D’autre part, le regroupement trouve « très préoccupante la volonté exprimée dans le projet de loi 15 », soit celle d’assujettir les organismes communautaires aux orientations publiques en matière de services. Comme l’exprime le mémoire présenté par la Coalition des Tables régionales d’organismes communautaires (CTROC) : « Les organismes communautaires autonomes sont des lieux d’appartenance, des espaces démocratiques, des berceaux de transformation sociale et des sites de service. Leurs différents volets d’intervention forment un tout qui agit sur les déterminants de la santé, la prévention et les changements sociaux », ont-ils ajouté.


Assemblée publique pour la population des Laurentides 

Les citoyens et citoyennes des Laurentides qui sont interpellés par ces enjeux sont invités à une rencontre publique du 9 novembre. Celle-ci aura comme objectif d’amorcer la création d’un groupe de pression citoyen. Ce groupe militera pour un réajustement des investissements en santé, pour la fin de la privatisation en douce des soins et pour une plus grande mise à profit de la population laurentienne dans les décisions.

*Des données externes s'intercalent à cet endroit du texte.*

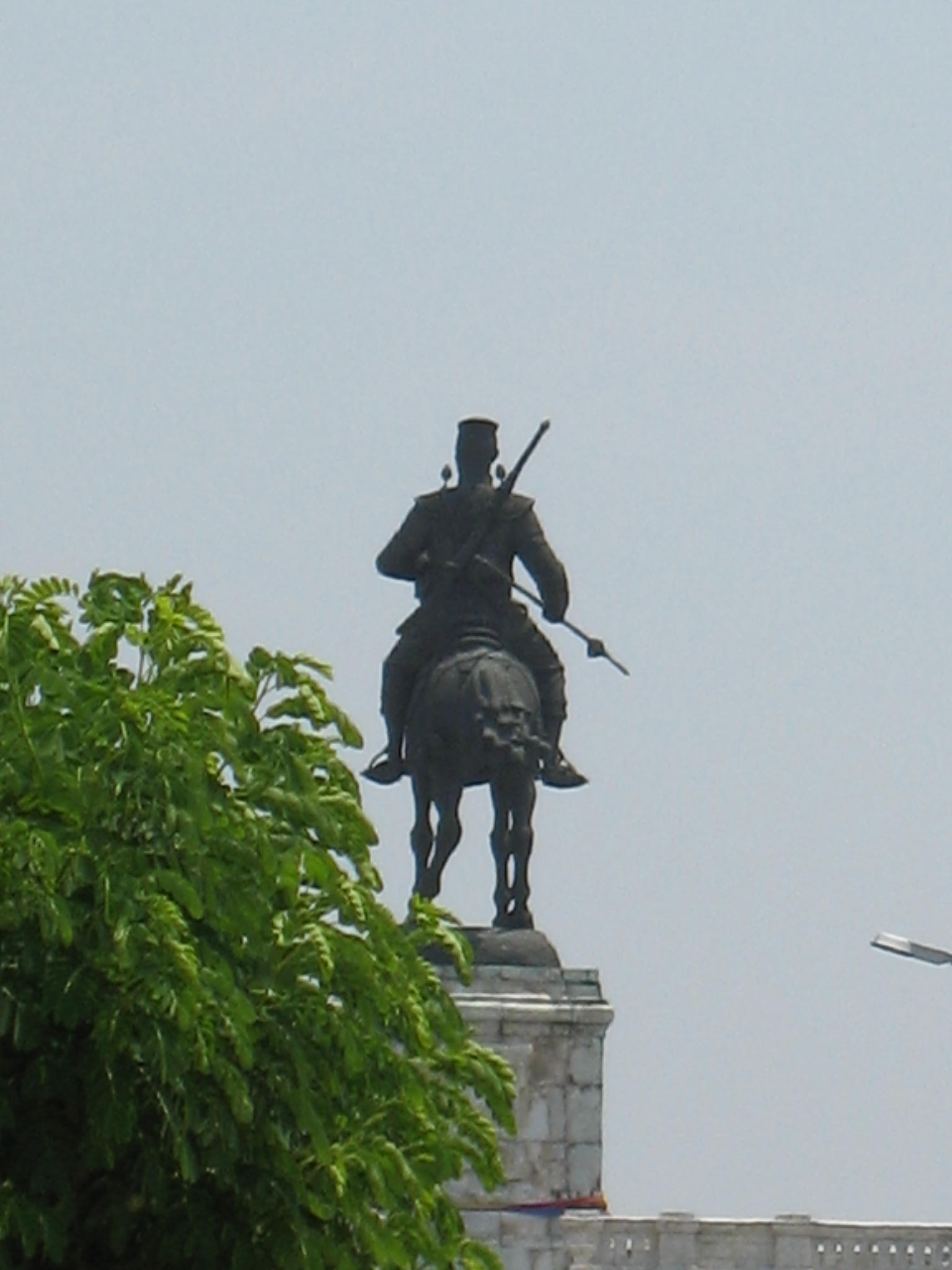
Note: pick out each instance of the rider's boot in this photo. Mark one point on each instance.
(387, 766)
(558, 773)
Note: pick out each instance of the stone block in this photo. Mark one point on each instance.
(555, 1098)
(532, 1116)
(583, 1113)
(550, 1061)
(586, 1062)
(584, 1169)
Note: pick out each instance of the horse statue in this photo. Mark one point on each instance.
(475, 719)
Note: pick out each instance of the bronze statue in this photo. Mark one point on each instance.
(472, 693)
(455, 596)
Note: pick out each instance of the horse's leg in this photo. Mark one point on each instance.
(447, 796)
(499, 842)
(421, 835)
(522, 802)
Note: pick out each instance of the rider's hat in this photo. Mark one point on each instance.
(478, 429)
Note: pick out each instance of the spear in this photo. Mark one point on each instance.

Lors de cette rencontre en trois volets, un membre du regroupement présentera d’abord l’état de situation des infrastructures et des investissements dans la région des Laurentides, « une histoire de promesses non tenues et retardées ». Par la suite, un invité de l’IRIS présentera une analyse de la réforme de la santé proposée par le biais du projet de loi 15Finalement, une dernière partie sera consacrée à l’action, présentant un modèle d’implication des citoyens dans les revendications en santé et services sociaux.

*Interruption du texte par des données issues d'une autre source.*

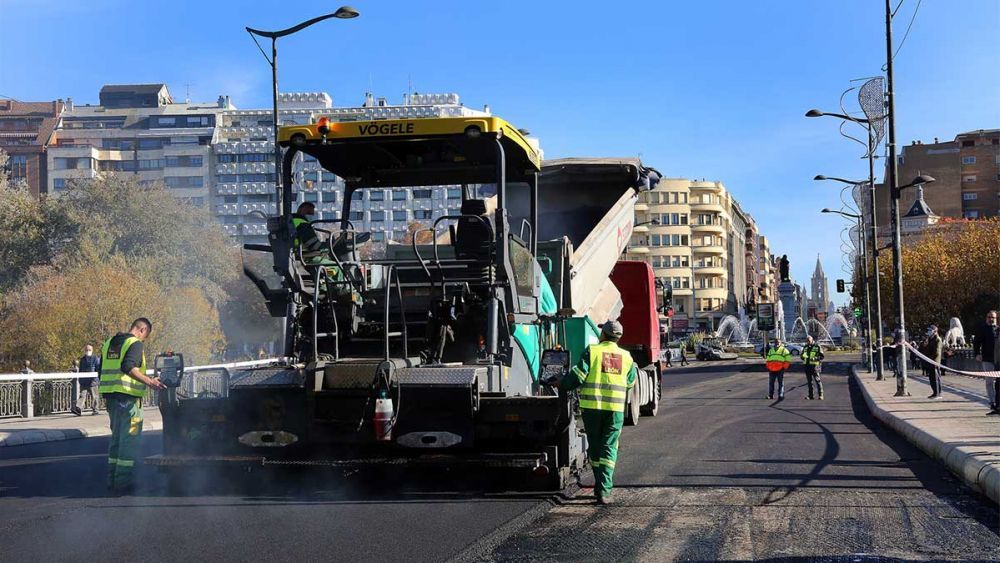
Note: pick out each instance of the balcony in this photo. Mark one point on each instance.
(698, 205)
(714, 270)
(709, 249)
(708, 228)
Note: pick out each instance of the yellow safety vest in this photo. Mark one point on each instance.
(112, 378)
(778, 359)
(810, 354)
(607, 381)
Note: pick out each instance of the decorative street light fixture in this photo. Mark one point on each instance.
(344, 12)
(867, 352)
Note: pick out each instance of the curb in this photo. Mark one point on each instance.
(982, 476)
(26, 437)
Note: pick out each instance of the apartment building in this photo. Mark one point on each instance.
(698, 246)
(244, 168)
(967, 174)
(25, 132)
(137, 129)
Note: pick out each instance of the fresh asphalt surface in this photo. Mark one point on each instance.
(716, 431)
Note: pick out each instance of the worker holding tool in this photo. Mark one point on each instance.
(777, 358)
(123, 383)
(812, 358)
(603, 376)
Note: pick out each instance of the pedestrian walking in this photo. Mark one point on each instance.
(603, 375)
(933, 348)
(123, 383)
(89, 363)
(987, 350)
(777, 358)
(812, 356)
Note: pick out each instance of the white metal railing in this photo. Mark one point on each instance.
(38, 394)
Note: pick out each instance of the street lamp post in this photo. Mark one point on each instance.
(864, 279)
(873, 237)
(344, 12)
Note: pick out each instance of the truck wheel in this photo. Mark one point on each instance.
(632, 406)
(653, 406)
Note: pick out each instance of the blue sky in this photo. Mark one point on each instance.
(709, 89)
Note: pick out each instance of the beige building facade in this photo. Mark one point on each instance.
(694, 235)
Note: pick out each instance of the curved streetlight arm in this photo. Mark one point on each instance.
(842, 180)
(845, 214)
(344, 12)
(818, 113)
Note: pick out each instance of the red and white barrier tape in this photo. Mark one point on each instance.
(987, 374)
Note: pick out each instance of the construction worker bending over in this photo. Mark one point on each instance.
(604, 375)
(123, 383)
(812, 355)
(305, 234)
(777, 358)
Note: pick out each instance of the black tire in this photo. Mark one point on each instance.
(653, 407)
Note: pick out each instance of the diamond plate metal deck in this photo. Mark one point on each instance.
(267, 377)
(463, 376)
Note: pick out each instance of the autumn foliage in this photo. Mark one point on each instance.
(952, 270)
(105, 252)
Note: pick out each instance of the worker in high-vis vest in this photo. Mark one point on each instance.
(603, 377)
(305, 234)
(777, 358)
(812, 357)
(123, 384)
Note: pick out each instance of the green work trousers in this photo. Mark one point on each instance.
(125, 412)
(603, 429)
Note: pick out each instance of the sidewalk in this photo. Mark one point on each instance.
(953, 430)
(23, 431)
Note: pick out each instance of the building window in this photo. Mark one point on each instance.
(18, 166)
(184, 181)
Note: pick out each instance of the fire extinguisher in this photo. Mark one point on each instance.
(383, 418)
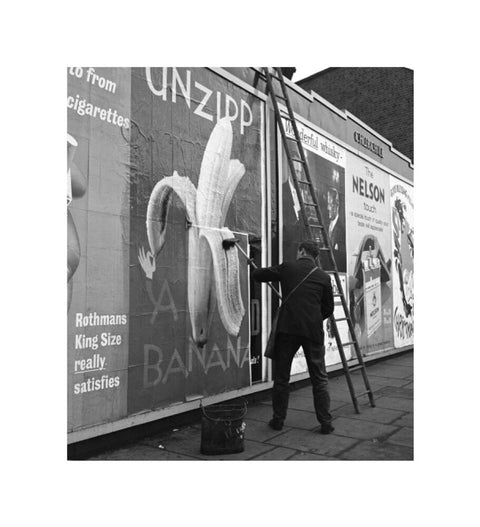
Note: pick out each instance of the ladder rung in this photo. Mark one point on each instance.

« Il est primordial que la population fasse entendre ses préoccupations sur l’urgence de mettre à niveau les services de santé dans la région et sur la privatisation des soins. Les citoyens et citoyennes ne doivent pas être tenus à l’écart des orientations prises dans un système de santé public », conclut Chantal Maillé. “

Volet féministe

Les 25 et 26 octobre dernier, les déléguées du comité confédéral de condition féminine se sont réunies. Ensemble, nous avons pu y adopter un plan de travail sur 3 ans. Bien sûr les habituelles dates de commémoration: les 12 jours contre les violences faites aux femmes, le 6 décembre, journée de commémoration du féminicide de la Polytechnique et le 8 mars pour la journée des droits des femmes. Aussi, lors de cette rencontre, nous avons eu la chance d’avoir une interprétation féministe du PL-15 avec Anne Thibault-Bellerose, conseillère à la CSN. Intéressant mais inquiétant, avouons-le.

Inspiré par ces rencontres, le conseil central des Laurentides souhaite faire un sondage de type “tempête d’idées pour le 8 mars”. Que voudrions-nous collectivement? Il s’agit d’un appel que nous réitérerons à l’Assemblée générale du 17 novembre prochain.

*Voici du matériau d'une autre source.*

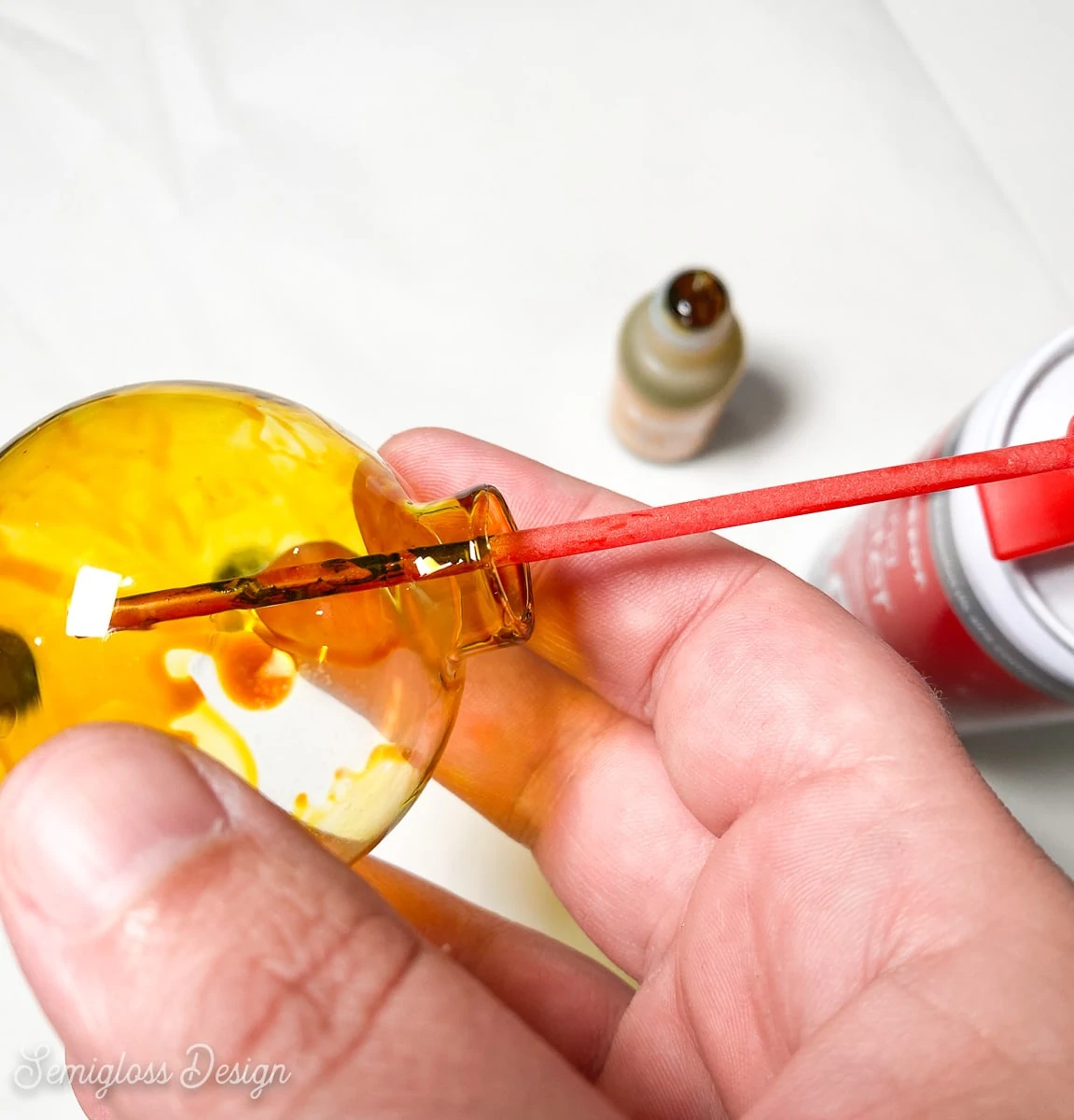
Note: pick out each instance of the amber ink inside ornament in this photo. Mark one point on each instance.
(337, 709)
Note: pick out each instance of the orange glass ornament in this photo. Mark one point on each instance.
(337, 709)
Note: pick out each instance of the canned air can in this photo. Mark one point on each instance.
(994, 637)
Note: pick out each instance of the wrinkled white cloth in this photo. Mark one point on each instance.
(438, 213)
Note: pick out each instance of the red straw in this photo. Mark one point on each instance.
(792, 499)
(617, 530)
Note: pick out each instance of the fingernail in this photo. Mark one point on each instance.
(90, 821)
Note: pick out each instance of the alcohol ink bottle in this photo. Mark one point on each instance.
(680, 357)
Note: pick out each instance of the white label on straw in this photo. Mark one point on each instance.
(92, 603)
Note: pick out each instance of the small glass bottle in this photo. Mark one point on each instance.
(680, 357)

Le thème du 8 mars cette année sera : ça gronde.

Voici le texte qui soutient le thème:

Ça gronde en dedans, ça gronde en dehors, ça gronde partout. Partout, les inégalités. Partout, les violences. Partout, les crises. Crise climatique, crise du logement, crise de nos services publics, crise de confiance en nos systèmes. Nos systèmes défaillants, dépassés, à bout de souffle. Nous aussi, on est à boutte. En colère. Et on a peur, parfois. C’est vrai, notre feu pourrait s’éteindre, anéanti par nos peines et nos pleurs. Mais non. Il s’attise, il grandit. Il se nourrit des luttes des unes, s’alimente de l’indignation des autres. Ça gronde, ça bouillonne et ça fulmine. Ça explosera. Ça explose déjà de ce feu qui peut soigner, qui peut solidariser. De ce feu qui peut tout changer.

 

La vente d’épinglettes aux syndicats et individus demeure au prix de 3 $. La répartition de ce coût est la suivante :

  • 1,50 $ pour la fabrication des épinglettes,
  • 0,50 $ qui sera acheminé à la CQMMF
  • et 1 $ au conseil central que celui-ci utilise pour l’organisation de son activité 8 mars.

Une lettre sera envoyée à chaque syndicat pour entériner votre commande annuelle. 

En attendant la prochaine Assemblée générale (17 novembre prochain) nous vous souhaitons du bonheur au travail et la préparation d’une autre belle séquence de journées de grève (Front commun)!